Есть миф о ностальгическом богоискательстве Тарковского, будто бы начавшемся с "Зеркала". Многие так и представляют себе режиссера: неверующим человеком, чуть ли не насильственно побуждавшим себя к поиску Бога.
Меня поразил в свое время доклад одного российского профессора (кстати, специалиста по итальянскому Возрождению) на Первых международных чтениях, посвященных творчеству Тарковского. С апломбом рассуждая о "Ностальгии", которую он посмотрел один раз, профессор буквально громил позицию режиссера, обвиняя фильм в мертвенности и вымученной попытке религиозности: "Весь фильм - о смерти, о недвижности, о равнодушии"; "Тарковский настоятельно ищет Бога, которого у него нет, поэтому ему надо его искать, надо придумывать... Поиски Бога не делают фильм Тарковского религиозным, а только богоискательским. Желание страстное верить, судорожность желания. Вера оказывается вымученной..." Профессор не верит в религиозность Тарковского и его героев, потому что "она не связана с какой-то определенной религией - с даосизмом, православием, католицизмом". Затем профессор набрасывается на слово "духовность", часто употреблявшееся Тарковским в советских интервью. "Почему "духовность", а не культура? Не разум? Не история? Не личность? Почему уж тогда не Бог прямо? Бог в том или ином конфессиональном конкретном варианте?.."
Чувствуете, куда клонит профессор? Давайте, мол, поговорим о разуме, о культуре, о личности, наконец, о православной Троице - поговорим корректно в контекстах, которые четко давным-давно - и не нами - определены. Поболтаем, продемонстрируем свою эрудицию, свое остроумие и разойдемся. Ибо о духовности-то и говорить невозможно - все расплывается в беспредметности...
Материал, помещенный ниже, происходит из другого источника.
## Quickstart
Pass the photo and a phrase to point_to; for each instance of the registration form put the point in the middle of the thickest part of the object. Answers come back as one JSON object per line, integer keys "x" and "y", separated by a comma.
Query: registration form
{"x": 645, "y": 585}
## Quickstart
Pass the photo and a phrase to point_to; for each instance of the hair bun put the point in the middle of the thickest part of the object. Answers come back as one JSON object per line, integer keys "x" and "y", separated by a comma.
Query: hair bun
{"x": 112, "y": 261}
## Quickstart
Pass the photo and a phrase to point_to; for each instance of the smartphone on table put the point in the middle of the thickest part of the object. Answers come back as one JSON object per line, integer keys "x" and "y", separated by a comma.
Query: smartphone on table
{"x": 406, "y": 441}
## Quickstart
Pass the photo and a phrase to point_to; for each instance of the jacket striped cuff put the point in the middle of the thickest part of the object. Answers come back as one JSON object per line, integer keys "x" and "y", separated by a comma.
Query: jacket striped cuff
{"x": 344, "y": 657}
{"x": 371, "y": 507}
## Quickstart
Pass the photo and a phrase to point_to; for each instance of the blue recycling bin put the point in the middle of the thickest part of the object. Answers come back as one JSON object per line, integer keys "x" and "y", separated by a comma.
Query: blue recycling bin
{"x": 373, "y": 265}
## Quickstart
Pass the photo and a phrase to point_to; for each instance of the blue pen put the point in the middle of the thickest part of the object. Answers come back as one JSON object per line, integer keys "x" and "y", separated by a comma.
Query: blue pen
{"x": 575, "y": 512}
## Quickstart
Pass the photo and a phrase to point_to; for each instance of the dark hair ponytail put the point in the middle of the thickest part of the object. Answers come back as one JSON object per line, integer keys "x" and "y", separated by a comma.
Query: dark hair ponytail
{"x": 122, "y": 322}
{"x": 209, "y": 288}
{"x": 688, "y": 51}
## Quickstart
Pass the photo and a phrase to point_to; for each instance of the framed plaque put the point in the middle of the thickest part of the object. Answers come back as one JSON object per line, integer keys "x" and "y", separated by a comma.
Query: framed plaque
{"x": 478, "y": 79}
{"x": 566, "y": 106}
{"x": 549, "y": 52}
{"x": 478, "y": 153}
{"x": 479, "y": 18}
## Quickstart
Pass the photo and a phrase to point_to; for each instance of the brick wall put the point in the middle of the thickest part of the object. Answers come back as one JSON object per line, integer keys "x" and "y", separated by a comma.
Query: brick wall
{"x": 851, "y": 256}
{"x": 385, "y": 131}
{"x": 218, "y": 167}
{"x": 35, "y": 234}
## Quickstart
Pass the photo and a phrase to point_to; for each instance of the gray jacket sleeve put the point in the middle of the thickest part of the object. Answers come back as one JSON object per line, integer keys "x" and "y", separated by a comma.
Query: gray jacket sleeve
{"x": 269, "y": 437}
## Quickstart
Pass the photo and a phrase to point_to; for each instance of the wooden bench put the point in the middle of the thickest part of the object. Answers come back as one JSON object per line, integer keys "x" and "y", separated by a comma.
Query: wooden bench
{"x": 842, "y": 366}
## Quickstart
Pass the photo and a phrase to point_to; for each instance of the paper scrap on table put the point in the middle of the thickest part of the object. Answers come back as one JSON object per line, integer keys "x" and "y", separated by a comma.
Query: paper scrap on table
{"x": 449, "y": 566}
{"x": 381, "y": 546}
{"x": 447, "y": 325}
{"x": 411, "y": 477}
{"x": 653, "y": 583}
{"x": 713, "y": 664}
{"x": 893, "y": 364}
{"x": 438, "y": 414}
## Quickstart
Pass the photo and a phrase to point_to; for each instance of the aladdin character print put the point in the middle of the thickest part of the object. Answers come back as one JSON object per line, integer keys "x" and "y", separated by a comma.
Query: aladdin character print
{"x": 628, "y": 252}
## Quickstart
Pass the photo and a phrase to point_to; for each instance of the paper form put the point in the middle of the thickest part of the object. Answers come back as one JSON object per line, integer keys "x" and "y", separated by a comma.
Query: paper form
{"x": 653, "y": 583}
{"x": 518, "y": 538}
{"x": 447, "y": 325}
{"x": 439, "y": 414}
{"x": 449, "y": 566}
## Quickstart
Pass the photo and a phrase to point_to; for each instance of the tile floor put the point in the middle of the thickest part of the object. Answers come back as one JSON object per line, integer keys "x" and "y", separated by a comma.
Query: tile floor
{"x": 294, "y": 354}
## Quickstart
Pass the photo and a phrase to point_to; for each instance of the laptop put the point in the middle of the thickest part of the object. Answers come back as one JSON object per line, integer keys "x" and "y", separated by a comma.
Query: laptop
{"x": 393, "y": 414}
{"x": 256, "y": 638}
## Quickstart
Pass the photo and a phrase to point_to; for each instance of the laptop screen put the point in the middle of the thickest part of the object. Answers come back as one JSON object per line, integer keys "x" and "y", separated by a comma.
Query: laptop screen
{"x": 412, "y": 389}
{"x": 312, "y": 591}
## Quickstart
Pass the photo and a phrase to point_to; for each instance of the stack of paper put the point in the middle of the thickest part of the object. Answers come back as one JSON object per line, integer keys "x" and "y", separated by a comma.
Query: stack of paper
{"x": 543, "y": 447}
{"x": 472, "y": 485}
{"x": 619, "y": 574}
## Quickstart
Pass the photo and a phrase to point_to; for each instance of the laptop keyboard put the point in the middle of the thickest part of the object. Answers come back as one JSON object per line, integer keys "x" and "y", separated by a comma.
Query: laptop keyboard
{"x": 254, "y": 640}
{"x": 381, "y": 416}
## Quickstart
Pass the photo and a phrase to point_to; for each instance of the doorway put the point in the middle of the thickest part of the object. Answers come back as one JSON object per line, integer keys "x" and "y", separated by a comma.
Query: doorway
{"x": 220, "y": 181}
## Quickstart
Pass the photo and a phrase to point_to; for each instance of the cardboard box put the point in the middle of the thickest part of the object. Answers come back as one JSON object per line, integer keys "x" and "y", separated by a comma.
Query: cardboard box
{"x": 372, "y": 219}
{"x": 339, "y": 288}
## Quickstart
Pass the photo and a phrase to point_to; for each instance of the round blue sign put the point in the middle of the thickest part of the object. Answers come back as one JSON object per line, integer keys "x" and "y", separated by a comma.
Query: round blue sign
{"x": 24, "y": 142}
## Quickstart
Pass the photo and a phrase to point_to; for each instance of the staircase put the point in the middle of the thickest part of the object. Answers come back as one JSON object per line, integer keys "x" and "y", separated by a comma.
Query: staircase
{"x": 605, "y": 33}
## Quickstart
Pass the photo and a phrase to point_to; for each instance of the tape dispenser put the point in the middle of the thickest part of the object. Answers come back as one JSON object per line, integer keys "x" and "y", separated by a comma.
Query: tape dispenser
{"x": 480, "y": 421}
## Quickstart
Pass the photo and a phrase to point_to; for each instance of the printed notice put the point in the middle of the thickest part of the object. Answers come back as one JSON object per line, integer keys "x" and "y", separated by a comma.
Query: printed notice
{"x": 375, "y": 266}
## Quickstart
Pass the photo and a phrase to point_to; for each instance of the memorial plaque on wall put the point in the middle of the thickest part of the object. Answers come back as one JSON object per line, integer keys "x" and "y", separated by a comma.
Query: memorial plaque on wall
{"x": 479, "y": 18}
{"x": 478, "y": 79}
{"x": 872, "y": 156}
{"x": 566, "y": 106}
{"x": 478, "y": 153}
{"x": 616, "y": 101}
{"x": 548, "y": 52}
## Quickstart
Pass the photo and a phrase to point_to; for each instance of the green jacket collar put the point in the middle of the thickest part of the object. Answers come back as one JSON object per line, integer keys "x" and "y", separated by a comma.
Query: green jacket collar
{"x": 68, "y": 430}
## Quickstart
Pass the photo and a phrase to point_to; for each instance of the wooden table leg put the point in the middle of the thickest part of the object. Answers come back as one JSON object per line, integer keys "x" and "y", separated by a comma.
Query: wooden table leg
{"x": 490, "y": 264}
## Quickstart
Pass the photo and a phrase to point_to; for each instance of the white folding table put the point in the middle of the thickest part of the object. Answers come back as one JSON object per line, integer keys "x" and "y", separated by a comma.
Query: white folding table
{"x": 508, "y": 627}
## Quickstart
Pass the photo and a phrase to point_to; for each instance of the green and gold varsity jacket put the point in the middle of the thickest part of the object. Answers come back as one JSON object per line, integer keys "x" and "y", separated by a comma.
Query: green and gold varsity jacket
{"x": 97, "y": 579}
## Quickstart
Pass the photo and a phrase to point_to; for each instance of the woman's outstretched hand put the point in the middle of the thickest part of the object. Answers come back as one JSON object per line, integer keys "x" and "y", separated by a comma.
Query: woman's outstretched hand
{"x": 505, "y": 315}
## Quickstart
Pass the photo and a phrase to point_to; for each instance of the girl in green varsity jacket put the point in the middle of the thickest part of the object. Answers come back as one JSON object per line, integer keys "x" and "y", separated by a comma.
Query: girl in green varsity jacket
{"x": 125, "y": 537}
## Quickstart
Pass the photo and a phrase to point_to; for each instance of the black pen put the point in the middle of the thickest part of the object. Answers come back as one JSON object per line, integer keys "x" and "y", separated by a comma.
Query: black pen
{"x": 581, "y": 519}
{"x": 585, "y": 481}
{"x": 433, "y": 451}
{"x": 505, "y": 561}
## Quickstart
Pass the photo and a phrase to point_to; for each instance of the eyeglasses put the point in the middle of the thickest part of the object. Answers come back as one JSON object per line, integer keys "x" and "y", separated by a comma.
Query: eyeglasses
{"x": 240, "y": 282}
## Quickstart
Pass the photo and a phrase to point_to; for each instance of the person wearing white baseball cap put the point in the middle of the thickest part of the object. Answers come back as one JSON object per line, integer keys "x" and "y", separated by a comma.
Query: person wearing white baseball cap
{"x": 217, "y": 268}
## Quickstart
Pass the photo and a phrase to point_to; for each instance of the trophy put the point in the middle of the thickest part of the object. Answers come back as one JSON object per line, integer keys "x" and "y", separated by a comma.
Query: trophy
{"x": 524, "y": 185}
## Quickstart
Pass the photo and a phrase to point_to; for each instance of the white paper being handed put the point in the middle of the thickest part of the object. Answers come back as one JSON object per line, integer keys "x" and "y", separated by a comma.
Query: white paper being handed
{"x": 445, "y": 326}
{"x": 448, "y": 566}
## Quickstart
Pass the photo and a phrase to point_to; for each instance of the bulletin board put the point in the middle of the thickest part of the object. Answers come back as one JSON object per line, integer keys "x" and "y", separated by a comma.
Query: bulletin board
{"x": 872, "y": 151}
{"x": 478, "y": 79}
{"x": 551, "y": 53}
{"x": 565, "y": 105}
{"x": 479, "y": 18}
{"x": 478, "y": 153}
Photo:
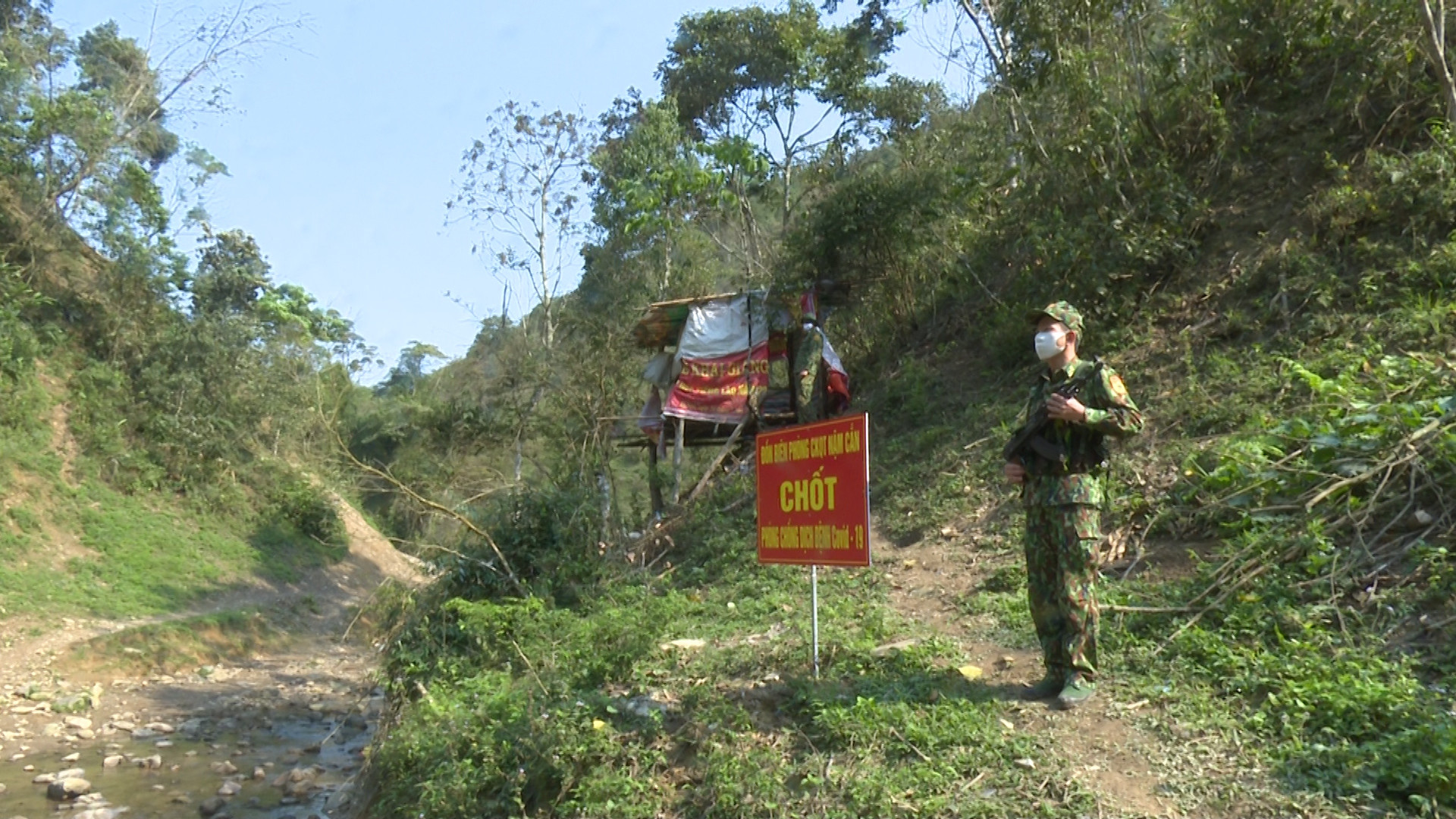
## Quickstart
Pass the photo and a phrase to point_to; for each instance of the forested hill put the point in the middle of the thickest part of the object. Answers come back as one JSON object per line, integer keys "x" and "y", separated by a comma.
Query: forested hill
{"x": 161, "y": 417}
{"x": 1251, "y": 200}
{"x": 1253, "y": 203}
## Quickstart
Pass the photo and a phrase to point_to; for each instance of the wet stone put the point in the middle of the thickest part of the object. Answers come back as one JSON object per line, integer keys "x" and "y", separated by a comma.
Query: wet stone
{"x": 67, "y": 789}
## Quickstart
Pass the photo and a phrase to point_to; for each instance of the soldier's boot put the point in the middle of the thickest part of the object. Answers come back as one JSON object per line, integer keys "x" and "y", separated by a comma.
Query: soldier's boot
{"x": 1078, "y": 691}
{"x": 1049, "y": 687}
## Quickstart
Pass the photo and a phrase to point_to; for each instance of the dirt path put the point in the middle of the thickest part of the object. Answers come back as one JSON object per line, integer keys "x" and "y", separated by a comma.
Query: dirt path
{"x": 277, "y": 732}
{"x": 1110, "y": 755}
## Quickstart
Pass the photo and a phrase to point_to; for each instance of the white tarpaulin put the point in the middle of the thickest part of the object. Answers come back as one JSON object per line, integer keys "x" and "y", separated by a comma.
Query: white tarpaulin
{"x": 721, "y": 328}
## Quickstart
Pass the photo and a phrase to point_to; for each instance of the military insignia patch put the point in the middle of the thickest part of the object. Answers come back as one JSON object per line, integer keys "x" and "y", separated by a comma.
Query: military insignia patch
{"x": 1119, "y": 390}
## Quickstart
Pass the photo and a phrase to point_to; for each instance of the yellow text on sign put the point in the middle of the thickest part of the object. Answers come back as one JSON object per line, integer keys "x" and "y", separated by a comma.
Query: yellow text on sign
{"x": 810, "y": 494}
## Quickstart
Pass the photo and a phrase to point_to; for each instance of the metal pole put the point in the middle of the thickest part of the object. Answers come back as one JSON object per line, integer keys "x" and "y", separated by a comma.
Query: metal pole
{"x": 814, "y": 613}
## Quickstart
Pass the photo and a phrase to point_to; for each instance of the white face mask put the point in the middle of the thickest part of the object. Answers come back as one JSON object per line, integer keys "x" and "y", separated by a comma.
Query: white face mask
{"x": 1050, "y": 344}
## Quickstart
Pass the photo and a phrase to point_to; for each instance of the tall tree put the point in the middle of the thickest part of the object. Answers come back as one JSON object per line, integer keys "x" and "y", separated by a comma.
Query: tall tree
{"x": 780, "y": 79}
{"x": 523, "y": 187}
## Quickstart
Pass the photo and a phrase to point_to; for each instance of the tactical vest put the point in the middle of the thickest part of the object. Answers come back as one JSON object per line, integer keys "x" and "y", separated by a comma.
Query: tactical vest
{"x": 1069, "y": 449}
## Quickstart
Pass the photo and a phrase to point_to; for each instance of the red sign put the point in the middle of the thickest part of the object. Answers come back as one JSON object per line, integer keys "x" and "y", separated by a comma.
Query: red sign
{"x": 717, "y": 390}
{"x": 814, "y": 493}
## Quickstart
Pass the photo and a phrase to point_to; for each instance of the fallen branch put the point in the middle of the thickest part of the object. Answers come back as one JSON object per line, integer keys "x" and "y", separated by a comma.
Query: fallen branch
{"x": 433, "y": 506}
{"x": 718, "y": 461}
{"x": 1210, "y": 607}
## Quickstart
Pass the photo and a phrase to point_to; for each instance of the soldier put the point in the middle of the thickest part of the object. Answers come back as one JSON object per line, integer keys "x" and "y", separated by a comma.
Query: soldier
{"x": 1057, "y": 458}
{"x": 808, "y": 365}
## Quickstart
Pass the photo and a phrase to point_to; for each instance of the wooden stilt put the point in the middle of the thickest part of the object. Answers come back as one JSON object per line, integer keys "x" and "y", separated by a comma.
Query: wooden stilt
{"x": 677, "y": 464}
{"x": 718, "y": 461}
{"x": 654, "y": 479}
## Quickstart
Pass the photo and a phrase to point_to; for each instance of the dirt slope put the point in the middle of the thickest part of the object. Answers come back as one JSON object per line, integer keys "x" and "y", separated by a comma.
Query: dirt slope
{"x": 302, "y": 700}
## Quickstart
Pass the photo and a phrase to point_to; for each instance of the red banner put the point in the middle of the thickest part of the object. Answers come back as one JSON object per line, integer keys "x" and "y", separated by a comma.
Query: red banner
{"x": 717, "y": 390}
{"x": 814, "y": 493}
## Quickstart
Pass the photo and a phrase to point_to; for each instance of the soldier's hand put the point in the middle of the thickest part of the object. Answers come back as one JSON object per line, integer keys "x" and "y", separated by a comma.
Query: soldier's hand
{"x": 1065, "y": 409}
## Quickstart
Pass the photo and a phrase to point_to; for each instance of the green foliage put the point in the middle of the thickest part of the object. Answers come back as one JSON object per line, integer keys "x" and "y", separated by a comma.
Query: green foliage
{"x": 529, "y": 707}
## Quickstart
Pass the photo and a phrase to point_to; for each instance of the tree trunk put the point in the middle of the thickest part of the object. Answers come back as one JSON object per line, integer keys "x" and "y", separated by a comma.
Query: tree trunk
{"x": 1435, "y": 47}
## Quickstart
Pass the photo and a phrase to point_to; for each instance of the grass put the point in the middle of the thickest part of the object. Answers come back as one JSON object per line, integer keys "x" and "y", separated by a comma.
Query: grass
{"x": 88, "y": 548}
{"x": 178, "y": 646}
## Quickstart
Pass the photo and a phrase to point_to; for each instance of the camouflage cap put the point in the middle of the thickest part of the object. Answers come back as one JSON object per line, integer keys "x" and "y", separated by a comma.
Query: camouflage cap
{"x": 1063, "y": 312}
Только герои Тарковского не разглагольствуют ни о личности, ни о духовности. Какое уж тут "разглагольствование", когда Доменико через пару минут чиркнет зажигалкой и подожжет себя? Горчаков и вообще молчит, упорно и очень естественно молчит весь фильм, становясь словоохотливым один-единственный раз - с итальянской маленькой девочкой в разрушенном и затопленном храме. И о чем он говорит? О пустяках. О своих ботинках, которым десять лет, о чудаке, которого вытащили из грязной лужи, а оказалось, что он там живет, что там его дом. А еще он говорит - так, ни с того ни с сего - таинственные слова: "Ты знаешь знаменитые истории о любви? Классические? Никаких поцелуев. Никаких поцелуев. Ну совсем ничего. Чистейшая любовь. Вот почему она великая. Невыраженные чувства никогда не забываются".
Вдруг, ни с того ни с сего. И вот отсутствие линейной логики в словах и поведении героя, тем более героя, все время молчащего, я думаю, как раз и сбивает с толку профессора и людей его склада, людей предметных, "реальных". Это должно их безмерно раздражать: как это - "невыраженные чувства и мысли", когда они привыкли все выражать, на все приклеивать ярлыки и ценники. Но не выраженная в словах реальность и есть основополагающая реальность фильмов Тарковского. И если невыраженная любовь, по Тарковскому, и есть великая любовь, то и религиозность, как любовь к бесконечности, к духу, не нуждается в выбалтывании себя.